Banks can play a crucial role in minimizing the negative impacts on SMEs. They can also use this opportunity to revamp their SME offerings and thus capture new revenue streams, improve client servicing efficiency, and improve their risk exposure and asset base for the SME segment.
Oliver Wyman conducted a survey and social listening analysis on over 10,000 SME customer interviews and online posts. The research unveiled that there are significant underserved areas in the SME banking market. Moreover, a growing number of non-bank competitors and new digital banks have been providing SME-specific financial services offerings, which lead to the erosion of pricing power typically enjoyed by banks.
SMEs appear ready to switch providers, and are open to a digital-only offer
Our survey shows that SMEs have been reasonably predictable, with 75% of them expressing little to no loyalty to existing banking relationships. They are quite price-sensitive and will switch if lower-cost options provide a similar level of service. SMEs also welcome self-service digital channels, with more than 90% indicating they are comfortable with them. What they value is the ease of accessing information and quick turnaround times to queries and applications.
Perhaps one silver lining for traditional banks is the lack of awareness of pure-play digital bank propositions among SMEs. Nearly half of the respondents have not heard of any digital banks. However, this is unlikely to continue as new entrants scale up commercially and raise capital to acquire customers.
Reimagining the SME Banking Experience
Banks need to consider four areas to reinvent their SME banking proposition. Firstly, banks need to move beyond a product and service mindset to one that aims to address the needs of SMEs. This would require banks to develop propositions that are not just banking products but also digital solutions and advisory offerings, each with their own unique commercial models.
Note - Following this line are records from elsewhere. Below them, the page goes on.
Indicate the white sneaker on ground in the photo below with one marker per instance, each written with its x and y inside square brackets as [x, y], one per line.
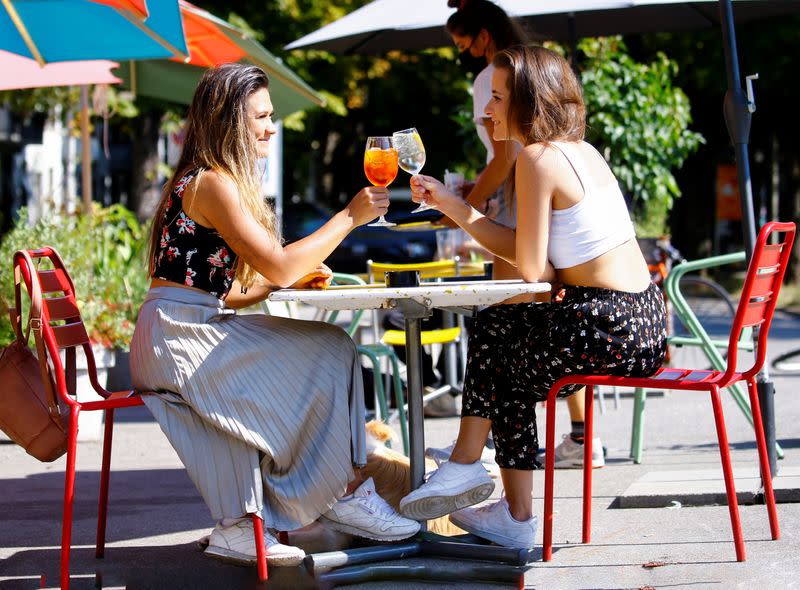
[452, 486]
[366, 514]
[440, 455]
[569, 454]
[236, 544]
[494, 522]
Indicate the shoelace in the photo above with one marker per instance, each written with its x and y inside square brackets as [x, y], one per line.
[429, 474]
[493, 506]
[378, 505]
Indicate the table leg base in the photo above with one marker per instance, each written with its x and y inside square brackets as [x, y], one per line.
[320, 565]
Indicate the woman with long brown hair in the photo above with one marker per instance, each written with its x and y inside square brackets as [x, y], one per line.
[266, 413]
[573, 228]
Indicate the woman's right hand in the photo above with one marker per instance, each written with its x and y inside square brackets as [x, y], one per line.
[368, 204]
[428, 190]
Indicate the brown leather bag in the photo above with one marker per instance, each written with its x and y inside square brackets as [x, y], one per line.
[29, 410]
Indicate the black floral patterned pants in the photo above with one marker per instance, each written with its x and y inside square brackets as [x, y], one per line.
[517, 352]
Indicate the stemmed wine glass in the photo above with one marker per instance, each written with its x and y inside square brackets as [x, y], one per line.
[411, 154]
[380, 166]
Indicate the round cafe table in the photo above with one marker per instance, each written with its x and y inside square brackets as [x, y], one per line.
[415, 303]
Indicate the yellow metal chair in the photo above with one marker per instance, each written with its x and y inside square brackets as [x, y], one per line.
[450, 336]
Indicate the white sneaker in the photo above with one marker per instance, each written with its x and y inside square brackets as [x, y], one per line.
[569, 454]
[452, 486]
[440, 455]
[236, 544]
[368, 515]
[494, 522]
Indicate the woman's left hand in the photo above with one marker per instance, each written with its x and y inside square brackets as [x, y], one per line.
[319, 278]
[428, 190]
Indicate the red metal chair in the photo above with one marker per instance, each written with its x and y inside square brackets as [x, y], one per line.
[62, 328]
[756, 307]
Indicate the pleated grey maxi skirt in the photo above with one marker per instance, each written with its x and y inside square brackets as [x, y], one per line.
[266, 413]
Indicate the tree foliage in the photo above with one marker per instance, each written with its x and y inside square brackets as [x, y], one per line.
[641, 121]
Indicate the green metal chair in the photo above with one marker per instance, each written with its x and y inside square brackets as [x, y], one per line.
[699, 337]
[374, 352]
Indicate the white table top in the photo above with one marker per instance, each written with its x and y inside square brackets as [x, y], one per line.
[430, 295]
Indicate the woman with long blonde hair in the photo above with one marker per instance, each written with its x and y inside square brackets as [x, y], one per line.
[266, 413]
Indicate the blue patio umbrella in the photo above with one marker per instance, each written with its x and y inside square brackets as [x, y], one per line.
[68, 30]
[71, 30]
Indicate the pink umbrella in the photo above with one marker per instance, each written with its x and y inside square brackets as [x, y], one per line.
[17, 72]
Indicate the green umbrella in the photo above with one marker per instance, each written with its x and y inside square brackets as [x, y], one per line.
[175, 81]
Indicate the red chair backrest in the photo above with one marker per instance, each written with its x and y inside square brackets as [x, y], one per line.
[62, 326]
[760, 292]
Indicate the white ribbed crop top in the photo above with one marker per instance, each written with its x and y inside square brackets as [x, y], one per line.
[596, 224]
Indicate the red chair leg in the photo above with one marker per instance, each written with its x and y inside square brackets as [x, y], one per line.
[587, 464]
[550, 463]
[105, 473]
[763, 460]
[727, 470]
[261, 550]
[69, 494]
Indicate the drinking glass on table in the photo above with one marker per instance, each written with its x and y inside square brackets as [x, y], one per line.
[411, 154]
[380, 166]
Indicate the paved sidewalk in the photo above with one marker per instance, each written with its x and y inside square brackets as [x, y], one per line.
[156, 515]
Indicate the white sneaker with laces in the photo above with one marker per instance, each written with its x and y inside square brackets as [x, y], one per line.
[452, 486]
[236, 544]
[440, 455]
[569, 454]
[366, 514]
[494, 522]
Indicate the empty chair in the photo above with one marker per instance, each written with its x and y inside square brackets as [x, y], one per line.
[756, 307]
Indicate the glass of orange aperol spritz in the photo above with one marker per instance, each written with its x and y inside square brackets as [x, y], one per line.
[380, 166]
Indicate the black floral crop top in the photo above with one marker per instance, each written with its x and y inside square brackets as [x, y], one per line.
[192, 254]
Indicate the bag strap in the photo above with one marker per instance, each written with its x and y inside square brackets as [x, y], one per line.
[35, 325]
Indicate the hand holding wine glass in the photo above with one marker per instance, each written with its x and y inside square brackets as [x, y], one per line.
[380, 166]
[411, 154]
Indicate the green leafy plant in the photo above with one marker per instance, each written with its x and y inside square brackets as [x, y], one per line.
[641, 122]
[105, 255]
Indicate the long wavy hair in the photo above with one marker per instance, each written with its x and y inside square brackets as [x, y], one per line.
[218, 139]
[474, 15]
[545, 97]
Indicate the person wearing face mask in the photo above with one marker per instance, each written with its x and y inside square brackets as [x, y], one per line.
[480, 29]
[573, 229]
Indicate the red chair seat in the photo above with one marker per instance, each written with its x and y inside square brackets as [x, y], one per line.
[63, 328]
[756, 307]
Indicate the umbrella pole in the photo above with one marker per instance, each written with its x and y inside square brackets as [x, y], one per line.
[86, 153]
[737, 119]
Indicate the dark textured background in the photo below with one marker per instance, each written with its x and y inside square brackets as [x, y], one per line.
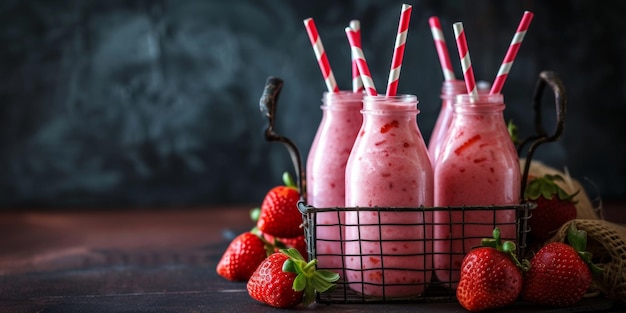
[155, 103]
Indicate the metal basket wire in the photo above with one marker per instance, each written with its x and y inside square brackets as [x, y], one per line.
[434, 290]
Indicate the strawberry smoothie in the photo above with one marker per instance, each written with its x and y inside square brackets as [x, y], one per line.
[388, 252]
[449, 90]
[478, 166]
[326, 167]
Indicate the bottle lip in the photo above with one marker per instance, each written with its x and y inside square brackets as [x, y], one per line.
[482, 98]
[396, 98]
[342, 100]
[342, 94]
[383, 104]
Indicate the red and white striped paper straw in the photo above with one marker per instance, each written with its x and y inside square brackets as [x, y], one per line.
[366, 77]
[320, 54]
[466, 62]
[442, 49]
[398, 51]
[507, 63]
[357, 83]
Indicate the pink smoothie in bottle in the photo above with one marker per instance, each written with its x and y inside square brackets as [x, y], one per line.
[388, 253]
[449, 90]
[326, 167]
[478, 166]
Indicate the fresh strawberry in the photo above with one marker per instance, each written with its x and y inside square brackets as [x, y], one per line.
[279, 214]
[285, 279]
[554, 206]
[560, 274]
[491, 276]
[242, 257]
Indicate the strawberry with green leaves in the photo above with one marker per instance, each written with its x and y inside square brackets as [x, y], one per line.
[285, 279]
[555, 207]
[560, 274]
[279, 214]
[243, 256]
[491, 275]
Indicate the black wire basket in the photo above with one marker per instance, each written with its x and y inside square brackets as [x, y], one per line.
[427, 289]
[418, 278]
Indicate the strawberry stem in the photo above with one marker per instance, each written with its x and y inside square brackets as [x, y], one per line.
[508, 247]
[288, 180]
[308, 279]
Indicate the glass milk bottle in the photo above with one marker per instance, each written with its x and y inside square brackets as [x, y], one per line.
[389, 167]
[449, 90]
[478, 166]
[326, 166]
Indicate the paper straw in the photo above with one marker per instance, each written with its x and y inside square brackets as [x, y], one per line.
[320, 54]
[398, 51]
[507, 63]
[357, 83]
[442, 49]
[366, 77]
[466, 62]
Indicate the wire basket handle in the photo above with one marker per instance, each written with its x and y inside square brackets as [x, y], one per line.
[268, 104]
[560, 100]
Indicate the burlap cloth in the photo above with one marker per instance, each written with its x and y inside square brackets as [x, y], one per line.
[606, 240]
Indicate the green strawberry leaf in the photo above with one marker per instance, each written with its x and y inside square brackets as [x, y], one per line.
[254, 214]
[290, 266]
[507, 247]
[513, 132]
[308, 279]
[288, 180]
[299, 283]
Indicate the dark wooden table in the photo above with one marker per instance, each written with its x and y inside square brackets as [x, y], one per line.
[150, 261]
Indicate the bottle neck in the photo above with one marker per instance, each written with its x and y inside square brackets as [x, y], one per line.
[451, 88]
[382, 105]
[342, 100]
[483, 103]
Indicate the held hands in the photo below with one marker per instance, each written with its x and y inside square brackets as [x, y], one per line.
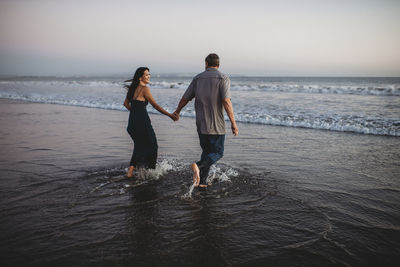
[174, 116]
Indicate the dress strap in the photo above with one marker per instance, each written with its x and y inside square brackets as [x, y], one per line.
[141, 89]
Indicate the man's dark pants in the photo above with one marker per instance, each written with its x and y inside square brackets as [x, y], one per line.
[213, 150]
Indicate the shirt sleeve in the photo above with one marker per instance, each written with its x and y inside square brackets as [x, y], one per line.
[225, 88]
[190, 92]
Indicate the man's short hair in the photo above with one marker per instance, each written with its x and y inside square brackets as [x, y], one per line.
[212, 60]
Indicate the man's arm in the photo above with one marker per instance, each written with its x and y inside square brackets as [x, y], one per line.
[181, 105]
[229, 111]
[127, 105]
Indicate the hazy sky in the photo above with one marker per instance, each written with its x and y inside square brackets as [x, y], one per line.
[295, 38]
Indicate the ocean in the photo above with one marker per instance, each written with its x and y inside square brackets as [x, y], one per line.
[362, 105]
[312, 179]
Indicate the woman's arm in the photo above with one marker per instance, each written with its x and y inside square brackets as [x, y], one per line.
[147, 94]
[127, 104]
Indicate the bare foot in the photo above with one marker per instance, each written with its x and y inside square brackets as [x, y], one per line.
[129, 174]
[196, 175]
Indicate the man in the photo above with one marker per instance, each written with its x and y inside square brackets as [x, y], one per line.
[211, 89]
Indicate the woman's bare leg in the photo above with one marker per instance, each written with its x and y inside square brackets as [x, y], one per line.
[196, 174]
[129, 174]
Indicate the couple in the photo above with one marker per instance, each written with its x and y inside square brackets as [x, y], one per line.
[211, 89]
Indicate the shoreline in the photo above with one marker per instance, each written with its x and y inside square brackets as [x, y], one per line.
[155, 113]
[64, 196]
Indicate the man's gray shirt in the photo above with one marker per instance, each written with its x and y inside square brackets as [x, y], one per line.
[209, 88]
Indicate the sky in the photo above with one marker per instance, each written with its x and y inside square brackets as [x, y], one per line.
[254, 38]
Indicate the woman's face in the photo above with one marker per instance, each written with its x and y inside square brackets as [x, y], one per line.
[146, 77]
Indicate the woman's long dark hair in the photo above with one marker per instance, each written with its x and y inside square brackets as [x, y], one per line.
[135, 82]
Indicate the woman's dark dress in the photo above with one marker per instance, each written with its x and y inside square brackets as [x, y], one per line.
[143, 136]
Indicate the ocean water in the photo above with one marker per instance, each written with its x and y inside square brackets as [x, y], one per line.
[280, 196]
[360, 105]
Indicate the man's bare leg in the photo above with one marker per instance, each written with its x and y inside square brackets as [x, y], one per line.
[196, 175]
[129, 174]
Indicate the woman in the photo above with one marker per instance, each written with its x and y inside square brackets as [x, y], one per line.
[139, 125]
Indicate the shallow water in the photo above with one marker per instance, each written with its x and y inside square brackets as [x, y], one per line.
[279, 197]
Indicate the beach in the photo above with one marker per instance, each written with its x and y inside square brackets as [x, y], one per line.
[280, 196]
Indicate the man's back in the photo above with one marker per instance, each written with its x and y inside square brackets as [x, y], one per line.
[209, 88]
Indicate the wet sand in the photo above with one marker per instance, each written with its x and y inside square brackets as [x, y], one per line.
[280, 196]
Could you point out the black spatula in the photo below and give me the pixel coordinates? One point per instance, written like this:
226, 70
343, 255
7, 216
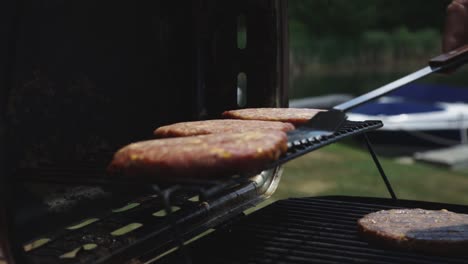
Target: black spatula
328, 122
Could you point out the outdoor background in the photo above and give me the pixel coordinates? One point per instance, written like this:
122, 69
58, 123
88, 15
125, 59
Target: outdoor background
342, 46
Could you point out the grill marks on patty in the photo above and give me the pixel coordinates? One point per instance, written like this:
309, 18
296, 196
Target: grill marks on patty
296, 116
202, 156
418, 229
184, 129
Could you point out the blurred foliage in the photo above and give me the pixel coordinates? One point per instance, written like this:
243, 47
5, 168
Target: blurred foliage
352, 18
365, 32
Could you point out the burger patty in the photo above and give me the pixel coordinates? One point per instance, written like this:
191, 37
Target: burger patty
185, 129
296, 116
205, 156
418, 229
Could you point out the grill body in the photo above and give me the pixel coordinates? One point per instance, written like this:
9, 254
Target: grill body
310, 230
80, 79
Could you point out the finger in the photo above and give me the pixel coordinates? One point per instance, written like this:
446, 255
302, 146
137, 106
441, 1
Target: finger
455, 34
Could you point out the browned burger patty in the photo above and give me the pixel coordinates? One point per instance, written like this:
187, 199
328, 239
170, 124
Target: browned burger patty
194, 128
200, 156
296, 116
418, 229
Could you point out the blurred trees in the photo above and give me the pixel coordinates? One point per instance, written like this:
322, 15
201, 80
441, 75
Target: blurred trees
348, 18
364, 32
Secondly, as banks move towards solution-driven propositions, there will undoubtedly be services, features, or communities that banks will need to source from partners or vendors. Unlike technology companies, this ecosystem-building approach is unnatural for most banks due to concerns over sharing economics, data privacy, risk management, and client retention. While these issues have not disappeared, banks will need to find ways to rapidly launch and evolve these propositions with third parties as it is cost-prohibitive for banks to build these capabilities in-house. Instead, banks must develop commercial, operating, and technology models that allow partners to be brought in to address specific SME needs.
Thirdly, bringing non-traditional banking solutions and third-party solutions together would require a thoughtful approach to how banks engineer customer touch points, service efficiency, and service resiliency. While there has been a lot of attention in building better interfaces and building customer journeys that support multiple channels, banks also need to build or source technology infrastructure that provides interconnectivity between a variety of third-party data producing and data consuming applications.
Finally, banks can make use of new data sources made available through these digital propositions to launch new banking products, make decisions on portfolio management, facilitate loan origination, and improve RM coverage among their respective SME client bases.